Unlike ARM and many other RISCs, x86 doesn't have load-linked / store-conditional; architecturally it has stuff like lock add byte [rdi], 1
or lock cmpxchg [rdi], ecx
for atomic RMW. See Can num++ be atomic for 'int num'? for some details of the semantics and CPU architecture.
See also x86 equivalent for LWARX and STWCX - arbitrary atomic RMW operations can by synthesized with a CAS (lock cmpxchg
) retry loop. Unlike LL/SC, it is susceptible to ABA problems, but CAS is the other major way of providing a building block for atomic stuff.

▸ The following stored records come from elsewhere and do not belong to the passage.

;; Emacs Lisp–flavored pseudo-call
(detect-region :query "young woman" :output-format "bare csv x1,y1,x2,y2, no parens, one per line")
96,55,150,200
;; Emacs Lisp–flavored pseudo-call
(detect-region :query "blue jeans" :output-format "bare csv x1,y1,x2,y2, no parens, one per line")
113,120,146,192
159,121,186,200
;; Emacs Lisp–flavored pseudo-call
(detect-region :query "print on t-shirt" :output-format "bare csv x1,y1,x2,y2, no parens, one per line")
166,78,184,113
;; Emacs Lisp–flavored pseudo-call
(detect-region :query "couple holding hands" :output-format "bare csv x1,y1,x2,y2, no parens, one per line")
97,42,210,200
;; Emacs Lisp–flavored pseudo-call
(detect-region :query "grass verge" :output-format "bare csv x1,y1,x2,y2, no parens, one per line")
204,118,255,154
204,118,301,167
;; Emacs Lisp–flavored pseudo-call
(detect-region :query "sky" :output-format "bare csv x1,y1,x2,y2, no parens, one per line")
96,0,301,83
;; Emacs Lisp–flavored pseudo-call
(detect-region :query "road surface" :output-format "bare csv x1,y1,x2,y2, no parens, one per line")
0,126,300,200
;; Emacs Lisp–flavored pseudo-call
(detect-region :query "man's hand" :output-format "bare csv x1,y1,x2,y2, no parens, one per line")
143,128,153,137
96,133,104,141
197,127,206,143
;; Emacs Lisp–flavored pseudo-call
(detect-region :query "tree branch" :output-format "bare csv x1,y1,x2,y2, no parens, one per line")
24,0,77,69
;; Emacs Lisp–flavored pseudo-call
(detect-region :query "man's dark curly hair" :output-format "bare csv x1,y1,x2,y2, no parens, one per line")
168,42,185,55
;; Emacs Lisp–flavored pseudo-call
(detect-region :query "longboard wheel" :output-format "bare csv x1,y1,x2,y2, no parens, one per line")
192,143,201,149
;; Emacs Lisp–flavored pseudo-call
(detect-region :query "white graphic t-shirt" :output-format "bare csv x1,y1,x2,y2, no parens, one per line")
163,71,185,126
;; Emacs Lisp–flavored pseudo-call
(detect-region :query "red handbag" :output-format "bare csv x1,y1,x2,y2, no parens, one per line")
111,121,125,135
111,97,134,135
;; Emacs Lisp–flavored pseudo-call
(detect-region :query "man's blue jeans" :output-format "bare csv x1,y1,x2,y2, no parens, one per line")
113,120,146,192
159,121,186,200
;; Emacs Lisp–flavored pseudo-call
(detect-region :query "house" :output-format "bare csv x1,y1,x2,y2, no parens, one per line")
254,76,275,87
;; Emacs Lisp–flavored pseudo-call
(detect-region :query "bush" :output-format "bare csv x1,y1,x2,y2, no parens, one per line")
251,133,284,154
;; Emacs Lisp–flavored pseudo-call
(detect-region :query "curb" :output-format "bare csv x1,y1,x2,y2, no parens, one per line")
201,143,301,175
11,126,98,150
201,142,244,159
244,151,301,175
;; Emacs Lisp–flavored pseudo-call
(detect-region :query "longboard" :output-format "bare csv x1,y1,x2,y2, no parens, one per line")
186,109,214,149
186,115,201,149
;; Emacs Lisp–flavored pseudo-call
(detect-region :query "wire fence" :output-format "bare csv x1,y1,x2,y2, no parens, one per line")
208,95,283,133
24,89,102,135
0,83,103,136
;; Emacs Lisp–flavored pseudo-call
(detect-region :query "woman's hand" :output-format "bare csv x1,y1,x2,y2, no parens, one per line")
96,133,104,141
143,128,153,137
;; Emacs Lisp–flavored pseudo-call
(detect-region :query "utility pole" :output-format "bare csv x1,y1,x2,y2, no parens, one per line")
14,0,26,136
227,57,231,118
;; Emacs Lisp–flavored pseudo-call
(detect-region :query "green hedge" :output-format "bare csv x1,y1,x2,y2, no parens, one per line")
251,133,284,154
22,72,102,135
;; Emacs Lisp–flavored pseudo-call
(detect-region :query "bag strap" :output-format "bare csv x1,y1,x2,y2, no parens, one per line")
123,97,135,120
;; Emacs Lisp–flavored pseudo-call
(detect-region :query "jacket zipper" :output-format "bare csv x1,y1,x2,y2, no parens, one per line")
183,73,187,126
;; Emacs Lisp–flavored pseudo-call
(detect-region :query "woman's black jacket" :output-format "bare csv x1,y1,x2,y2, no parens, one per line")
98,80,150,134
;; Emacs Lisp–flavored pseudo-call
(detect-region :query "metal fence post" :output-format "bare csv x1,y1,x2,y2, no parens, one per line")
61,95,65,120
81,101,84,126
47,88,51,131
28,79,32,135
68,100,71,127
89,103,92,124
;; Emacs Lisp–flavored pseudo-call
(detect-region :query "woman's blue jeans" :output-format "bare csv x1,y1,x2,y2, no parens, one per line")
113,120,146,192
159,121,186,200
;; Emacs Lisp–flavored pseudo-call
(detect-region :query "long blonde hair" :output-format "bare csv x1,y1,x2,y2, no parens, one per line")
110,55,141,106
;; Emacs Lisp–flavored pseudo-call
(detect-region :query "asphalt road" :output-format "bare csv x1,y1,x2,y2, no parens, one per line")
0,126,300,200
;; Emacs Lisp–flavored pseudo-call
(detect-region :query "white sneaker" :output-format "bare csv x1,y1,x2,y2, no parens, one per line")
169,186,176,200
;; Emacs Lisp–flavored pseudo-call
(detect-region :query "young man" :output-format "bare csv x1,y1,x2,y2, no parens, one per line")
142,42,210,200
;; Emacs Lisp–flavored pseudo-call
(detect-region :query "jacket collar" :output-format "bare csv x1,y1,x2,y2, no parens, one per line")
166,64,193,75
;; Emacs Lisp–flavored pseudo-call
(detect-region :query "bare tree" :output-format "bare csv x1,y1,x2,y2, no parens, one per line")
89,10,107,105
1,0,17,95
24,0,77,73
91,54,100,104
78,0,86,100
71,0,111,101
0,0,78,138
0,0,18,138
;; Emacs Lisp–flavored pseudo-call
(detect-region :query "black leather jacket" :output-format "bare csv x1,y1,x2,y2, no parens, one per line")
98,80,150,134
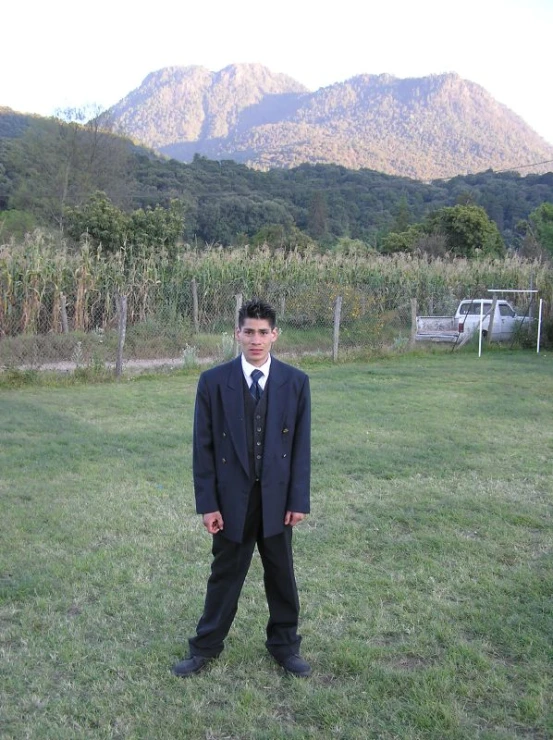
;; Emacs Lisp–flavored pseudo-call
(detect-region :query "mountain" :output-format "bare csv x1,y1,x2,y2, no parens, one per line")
102,64,553,180
103,64,308,149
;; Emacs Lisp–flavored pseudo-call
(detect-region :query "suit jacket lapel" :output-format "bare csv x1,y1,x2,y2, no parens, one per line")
264,358,289,458
221,357,249,477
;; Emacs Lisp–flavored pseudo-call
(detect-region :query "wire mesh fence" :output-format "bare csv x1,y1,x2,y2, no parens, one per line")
0,282,546,376
0,284,409,371
1,238,551,374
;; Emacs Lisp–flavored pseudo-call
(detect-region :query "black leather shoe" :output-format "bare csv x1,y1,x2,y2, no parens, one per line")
275,653,311,677
172,655,212,677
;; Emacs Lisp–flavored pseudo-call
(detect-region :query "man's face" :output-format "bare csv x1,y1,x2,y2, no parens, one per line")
236,318,278,367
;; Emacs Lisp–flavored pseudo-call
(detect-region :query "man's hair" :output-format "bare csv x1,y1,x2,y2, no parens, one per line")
238,298,276,329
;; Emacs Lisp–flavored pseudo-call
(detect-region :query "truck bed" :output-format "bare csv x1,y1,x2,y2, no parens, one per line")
416,316,457,332
415,329,466,344
415,315,471,345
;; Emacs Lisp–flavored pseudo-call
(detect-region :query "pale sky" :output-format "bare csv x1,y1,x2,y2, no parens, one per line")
2,0,552,148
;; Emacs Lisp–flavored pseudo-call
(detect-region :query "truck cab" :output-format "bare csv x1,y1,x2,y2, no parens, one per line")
456,299,525,341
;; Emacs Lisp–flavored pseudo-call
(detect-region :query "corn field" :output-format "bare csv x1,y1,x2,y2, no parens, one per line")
1,231,551,368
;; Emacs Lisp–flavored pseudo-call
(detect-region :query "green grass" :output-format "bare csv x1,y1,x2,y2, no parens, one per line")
1,352,552,739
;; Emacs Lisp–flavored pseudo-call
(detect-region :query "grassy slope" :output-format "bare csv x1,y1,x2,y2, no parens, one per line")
1,352,552,739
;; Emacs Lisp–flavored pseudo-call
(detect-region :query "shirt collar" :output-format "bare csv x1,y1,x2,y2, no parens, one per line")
241,353,271,385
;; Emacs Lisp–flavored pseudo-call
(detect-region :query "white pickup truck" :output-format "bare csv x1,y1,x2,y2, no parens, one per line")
415,299,533,345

Internally on x86 modern CPUs, this probably works by running a load uop that also "locks" that cache line. (Instead of arming a monitor so a later SC will fail, the "cache lock" prevents MESI responses until a store-unlock, preventing things that would have made an SC fail on an LL/SC machine.)
Taking a cache lock on just that line in MESI Modified state (instead of the traditional bus lock) depends on it being cacheable memory, and being aligned or at least not splitting across a cache-line boundary.
x86's cmov
instruction only has one form, with a register destination, not memory. cmovcc reg, reg/mem
. Even with a memory source, it's an unconditional load to feed an ALU select operation, so will segfault on a bad address even if the condition is false. (Unlike ARM predicated instructions, where the whole instruction is NOPed out on a false condition.)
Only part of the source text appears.